Fighting began on October 19, when 800 masked members of the Mahdi army stormed three police stations in Amarah.[3] Several firefights occurred between the militia and police over a course of the two days. At the height of the fighting, AP Television News video showed thick, black smoke billowing from behind barricades at a police station, much of it from vehicles set on fire inside the compound. By the end of the day the Mahdi Army had full control of Amarah. Militiamen were patrolling the streets in captured police cars and maintaining order throughout the city. The militiamen withdrew the next day from their positions and lifted their siege under a truce brokered by an al-Sadr envoy as the Iraqi forces entered the city.

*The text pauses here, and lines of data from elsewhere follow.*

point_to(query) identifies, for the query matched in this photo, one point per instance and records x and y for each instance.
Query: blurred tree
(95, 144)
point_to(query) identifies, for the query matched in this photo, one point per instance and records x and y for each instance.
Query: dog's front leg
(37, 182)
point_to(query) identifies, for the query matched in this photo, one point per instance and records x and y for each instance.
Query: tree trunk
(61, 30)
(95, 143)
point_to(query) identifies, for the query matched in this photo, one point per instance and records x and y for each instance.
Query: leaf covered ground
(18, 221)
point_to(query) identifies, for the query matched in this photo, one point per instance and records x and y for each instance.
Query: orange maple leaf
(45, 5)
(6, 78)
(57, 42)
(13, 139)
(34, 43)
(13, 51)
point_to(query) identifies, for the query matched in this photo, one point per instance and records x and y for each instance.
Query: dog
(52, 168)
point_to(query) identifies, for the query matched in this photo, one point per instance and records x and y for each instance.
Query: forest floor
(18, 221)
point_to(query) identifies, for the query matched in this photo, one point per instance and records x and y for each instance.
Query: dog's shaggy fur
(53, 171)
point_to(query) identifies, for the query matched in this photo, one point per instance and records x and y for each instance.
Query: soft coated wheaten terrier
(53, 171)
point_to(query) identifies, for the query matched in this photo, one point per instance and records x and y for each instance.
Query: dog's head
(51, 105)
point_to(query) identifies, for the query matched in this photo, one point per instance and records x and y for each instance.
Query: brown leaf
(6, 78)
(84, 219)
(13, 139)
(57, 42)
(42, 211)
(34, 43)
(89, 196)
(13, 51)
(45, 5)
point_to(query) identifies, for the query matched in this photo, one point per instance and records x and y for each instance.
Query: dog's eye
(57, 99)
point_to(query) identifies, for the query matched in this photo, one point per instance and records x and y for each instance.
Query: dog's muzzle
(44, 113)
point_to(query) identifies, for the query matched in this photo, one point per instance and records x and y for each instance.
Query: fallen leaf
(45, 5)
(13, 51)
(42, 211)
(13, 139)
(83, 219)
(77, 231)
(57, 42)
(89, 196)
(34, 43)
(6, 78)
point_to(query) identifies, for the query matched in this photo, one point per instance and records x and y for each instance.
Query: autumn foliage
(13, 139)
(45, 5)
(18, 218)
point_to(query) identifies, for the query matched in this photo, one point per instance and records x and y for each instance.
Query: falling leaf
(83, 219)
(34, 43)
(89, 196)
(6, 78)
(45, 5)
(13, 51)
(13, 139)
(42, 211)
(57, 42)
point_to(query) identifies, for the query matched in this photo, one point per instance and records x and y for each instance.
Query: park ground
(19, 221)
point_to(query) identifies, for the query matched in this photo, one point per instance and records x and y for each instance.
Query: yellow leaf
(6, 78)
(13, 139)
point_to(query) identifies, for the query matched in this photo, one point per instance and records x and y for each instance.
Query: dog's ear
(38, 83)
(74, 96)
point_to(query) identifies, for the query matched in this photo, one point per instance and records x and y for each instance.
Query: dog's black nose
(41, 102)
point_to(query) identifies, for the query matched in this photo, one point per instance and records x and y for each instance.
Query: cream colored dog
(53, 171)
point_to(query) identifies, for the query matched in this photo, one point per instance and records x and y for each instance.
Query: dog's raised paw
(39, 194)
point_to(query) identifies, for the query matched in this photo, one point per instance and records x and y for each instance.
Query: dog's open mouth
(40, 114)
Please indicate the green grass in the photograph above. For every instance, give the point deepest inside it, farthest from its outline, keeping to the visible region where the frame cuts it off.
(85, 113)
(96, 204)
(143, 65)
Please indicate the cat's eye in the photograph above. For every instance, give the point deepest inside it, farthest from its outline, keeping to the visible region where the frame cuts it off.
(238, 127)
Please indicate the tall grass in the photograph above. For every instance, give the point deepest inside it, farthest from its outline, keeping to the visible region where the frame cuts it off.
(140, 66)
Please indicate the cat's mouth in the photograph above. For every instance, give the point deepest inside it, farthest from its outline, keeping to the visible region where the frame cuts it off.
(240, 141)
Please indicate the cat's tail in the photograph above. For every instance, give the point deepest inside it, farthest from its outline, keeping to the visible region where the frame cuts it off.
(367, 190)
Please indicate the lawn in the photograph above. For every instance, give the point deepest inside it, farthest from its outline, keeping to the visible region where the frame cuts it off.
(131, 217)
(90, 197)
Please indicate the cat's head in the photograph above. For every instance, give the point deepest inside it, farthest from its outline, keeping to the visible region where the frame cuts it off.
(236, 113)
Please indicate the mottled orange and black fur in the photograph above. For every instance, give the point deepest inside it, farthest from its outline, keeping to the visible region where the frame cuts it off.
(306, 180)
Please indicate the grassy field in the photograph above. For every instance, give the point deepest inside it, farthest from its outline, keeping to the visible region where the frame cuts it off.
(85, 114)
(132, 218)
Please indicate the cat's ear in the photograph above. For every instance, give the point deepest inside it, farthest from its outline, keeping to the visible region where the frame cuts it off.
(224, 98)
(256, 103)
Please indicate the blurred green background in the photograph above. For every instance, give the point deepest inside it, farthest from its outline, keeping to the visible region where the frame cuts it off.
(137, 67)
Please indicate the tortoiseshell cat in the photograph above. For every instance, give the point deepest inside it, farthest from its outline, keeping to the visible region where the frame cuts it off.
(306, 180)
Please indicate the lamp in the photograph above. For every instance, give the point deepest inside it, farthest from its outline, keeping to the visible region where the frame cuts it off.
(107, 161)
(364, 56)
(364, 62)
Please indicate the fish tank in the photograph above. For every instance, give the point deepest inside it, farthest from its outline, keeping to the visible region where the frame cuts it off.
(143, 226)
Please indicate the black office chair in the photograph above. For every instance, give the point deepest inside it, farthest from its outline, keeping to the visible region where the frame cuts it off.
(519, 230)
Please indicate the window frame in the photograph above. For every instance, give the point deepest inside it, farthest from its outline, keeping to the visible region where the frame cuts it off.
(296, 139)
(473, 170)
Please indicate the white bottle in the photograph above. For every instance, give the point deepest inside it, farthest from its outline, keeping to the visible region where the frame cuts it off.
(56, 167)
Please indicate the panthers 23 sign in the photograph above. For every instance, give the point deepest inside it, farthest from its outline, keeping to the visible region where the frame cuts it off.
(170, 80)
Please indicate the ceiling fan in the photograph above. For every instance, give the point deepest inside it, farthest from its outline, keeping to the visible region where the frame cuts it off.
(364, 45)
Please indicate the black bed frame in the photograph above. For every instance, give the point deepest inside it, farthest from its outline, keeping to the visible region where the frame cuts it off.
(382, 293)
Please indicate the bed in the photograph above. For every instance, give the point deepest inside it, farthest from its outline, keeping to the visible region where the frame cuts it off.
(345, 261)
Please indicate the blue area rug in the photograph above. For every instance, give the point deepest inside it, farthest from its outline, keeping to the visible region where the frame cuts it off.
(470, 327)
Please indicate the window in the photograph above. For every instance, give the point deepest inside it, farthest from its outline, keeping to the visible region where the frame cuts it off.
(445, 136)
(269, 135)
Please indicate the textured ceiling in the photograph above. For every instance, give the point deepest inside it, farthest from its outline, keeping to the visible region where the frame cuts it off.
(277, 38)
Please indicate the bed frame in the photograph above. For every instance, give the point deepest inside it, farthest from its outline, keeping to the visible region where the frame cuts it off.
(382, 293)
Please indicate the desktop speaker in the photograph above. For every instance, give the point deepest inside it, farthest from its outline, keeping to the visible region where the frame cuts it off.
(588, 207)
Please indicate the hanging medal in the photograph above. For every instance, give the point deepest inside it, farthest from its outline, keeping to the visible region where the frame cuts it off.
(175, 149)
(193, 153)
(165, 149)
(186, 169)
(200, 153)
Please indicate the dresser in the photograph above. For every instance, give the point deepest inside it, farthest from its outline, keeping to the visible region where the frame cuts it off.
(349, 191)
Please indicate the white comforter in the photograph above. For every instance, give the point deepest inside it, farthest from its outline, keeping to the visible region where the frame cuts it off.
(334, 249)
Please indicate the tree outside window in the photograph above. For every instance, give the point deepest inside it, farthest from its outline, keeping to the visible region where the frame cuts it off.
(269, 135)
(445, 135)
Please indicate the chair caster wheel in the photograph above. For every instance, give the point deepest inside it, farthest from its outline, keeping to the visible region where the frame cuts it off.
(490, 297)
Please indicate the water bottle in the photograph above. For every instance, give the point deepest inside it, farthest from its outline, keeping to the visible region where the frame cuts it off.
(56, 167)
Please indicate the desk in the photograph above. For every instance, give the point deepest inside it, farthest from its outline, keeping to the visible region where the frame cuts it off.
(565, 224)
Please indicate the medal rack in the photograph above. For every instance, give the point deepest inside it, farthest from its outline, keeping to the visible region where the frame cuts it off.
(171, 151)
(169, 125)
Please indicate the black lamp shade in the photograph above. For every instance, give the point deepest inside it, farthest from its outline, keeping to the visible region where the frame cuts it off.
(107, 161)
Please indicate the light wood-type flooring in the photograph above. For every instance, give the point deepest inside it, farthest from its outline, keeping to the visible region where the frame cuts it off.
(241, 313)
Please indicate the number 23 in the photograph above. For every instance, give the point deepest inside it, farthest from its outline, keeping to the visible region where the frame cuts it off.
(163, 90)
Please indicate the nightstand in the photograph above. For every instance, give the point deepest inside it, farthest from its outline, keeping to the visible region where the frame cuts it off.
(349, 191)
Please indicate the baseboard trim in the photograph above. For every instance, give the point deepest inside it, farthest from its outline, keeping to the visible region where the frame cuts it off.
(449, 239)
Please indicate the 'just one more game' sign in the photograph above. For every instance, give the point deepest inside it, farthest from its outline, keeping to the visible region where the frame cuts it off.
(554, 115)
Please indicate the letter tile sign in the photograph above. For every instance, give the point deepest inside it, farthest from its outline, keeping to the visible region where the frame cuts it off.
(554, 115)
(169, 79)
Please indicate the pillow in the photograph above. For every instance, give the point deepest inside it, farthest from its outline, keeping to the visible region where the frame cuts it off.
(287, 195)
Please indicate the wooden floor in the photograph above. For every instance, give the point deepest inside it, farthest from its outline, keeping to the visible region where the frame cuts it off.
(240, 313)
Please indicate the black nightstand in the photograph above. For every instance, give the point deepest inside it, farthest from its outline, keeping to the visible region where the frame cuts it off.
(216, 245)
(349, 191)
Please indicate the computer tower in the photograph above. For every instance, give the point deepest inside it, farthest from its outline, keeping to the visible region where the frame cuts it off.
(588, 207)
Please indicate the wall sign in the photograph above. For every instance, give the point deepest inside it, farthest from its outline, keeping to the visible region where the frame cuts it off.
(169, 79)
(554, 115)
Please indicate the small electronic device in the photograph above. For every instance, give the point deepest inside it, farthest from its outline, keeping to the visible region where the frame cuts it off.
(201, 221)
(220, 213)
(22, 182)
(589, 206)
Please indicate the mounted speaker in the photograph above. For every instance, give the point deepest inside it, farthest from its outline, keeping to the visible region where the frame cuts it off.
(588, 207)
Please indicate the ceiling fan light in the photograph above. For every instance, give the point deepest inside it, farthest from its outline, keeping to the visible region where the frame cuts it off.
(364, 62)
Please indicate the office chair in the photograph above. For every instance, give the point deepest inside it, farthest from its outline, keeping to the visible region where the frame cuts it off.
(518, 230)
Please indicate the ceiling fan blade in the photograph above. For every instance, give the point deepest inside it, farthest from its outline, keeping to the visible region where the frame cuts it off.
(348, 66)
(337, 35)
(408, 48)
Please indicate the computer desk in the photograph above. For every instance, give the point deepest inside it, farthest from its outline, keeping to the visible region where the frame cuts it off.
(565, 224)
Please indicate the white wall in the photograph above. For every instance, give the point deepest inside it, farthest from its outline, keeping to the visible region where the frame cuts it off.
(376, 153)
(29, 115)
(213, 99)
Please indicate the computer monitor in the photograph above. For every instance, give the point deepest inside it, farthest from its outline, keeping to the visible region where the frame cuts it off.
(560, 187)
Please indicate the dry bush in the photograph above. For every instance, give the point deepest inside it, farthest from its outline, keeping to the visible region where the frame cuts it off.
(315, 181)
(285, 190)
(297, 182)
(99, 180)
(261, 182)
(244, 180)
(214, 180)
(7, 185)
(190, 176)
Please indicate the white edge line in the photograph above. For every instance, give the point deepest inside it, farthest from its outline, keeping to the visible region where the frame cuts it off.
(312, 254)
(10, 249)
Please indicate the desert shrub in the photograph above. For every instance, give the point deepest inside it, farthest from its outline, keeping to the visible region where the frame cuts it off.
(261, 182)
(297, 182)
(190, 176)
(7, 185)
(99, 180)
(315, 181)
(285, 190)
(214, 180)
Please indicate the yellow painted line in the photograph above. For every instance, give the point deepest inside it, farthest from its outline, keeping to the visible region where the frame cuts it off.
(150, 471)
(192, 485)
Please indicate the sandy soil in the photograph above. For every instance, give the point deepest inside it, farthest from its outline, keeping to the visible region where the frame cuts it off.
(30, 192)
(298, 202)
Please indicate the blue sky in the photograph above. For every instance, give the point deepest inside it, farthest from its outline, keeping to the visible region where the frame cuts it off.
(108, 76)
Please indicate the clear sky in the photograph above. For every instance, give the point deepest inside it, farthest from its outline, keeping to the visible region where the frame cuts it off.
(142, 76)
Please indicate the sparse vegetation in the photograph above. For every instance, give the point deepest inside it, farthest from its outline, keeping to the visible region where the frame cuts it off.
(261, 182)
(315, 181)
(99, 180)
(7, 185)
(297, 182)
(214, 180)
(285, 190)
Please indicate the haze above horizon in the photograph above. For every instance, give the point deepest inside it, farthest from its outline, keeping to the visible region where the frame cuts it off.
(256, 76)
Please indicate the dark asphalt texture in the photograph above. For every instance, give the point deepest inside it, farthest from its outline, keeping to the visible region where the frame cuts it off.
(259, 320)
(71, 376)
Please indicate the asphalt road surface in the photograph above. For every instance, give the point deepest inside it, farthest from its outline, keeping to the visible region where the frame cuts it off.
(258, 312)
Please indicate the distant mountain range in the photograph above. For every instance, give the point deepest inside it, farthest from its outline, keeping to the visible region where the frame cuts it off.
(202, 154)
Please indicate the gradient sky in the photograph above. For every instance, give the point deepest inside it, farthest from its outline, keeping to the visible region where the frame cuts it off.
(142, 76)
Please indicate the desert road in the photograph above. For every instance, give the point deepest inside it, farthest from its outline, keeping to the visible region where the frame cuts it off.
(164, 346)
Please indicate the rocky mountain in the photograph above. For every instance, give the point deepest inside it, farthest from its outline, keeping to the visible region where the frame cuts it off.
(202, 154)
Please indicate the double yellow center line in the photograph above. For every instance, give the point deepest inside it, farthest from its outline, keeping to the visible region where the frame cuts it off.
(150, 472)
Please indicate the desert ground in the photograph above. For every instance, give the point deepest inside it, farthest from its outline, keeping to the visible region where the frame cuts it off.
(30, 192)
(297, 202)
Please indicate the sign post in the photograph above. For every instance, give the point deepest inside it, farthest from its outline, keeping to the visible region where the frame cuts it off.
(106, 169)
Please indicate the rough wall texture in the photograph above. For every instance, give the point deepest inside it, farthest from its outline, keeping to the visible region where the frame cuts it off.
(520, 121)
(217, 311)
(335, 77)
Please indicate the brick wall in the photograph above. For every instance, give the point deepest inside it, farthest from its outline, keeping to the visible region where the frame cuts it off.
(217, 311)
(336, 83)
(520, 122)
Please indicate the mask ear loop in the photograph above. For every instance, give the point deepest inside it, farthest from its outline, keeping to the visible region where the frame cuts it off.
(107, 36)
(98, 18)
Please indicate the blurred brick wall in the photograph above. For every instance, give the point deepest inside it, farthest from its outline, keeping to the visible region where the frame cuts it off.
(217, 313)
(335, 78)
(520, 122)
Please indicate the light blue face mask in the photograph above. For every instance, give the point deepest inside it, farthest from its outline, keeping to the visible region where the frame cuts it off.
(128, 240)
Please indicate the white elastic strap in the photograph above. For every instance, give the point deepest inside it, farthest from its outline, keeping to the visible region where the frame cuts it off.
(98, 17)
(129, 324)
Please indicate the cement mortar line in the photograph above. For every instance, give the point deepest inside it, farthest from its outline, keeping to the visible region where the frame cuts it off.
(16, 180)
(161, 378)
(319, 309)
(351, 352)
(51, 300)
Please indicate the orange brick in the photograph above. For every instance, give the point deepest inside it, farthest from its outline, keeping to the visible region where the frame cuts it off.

The timing of the violence may have indicated al-Sadr and other Mahdi Army commanders did not have full control over individual units, lending weight to speculation that Shiite gunmen were splitting off from the main organization to pursue their own agendas. A few days later there was reported fighting in the town of Suwayra, again between Iraqi security forces and Mahdi Army militiamen.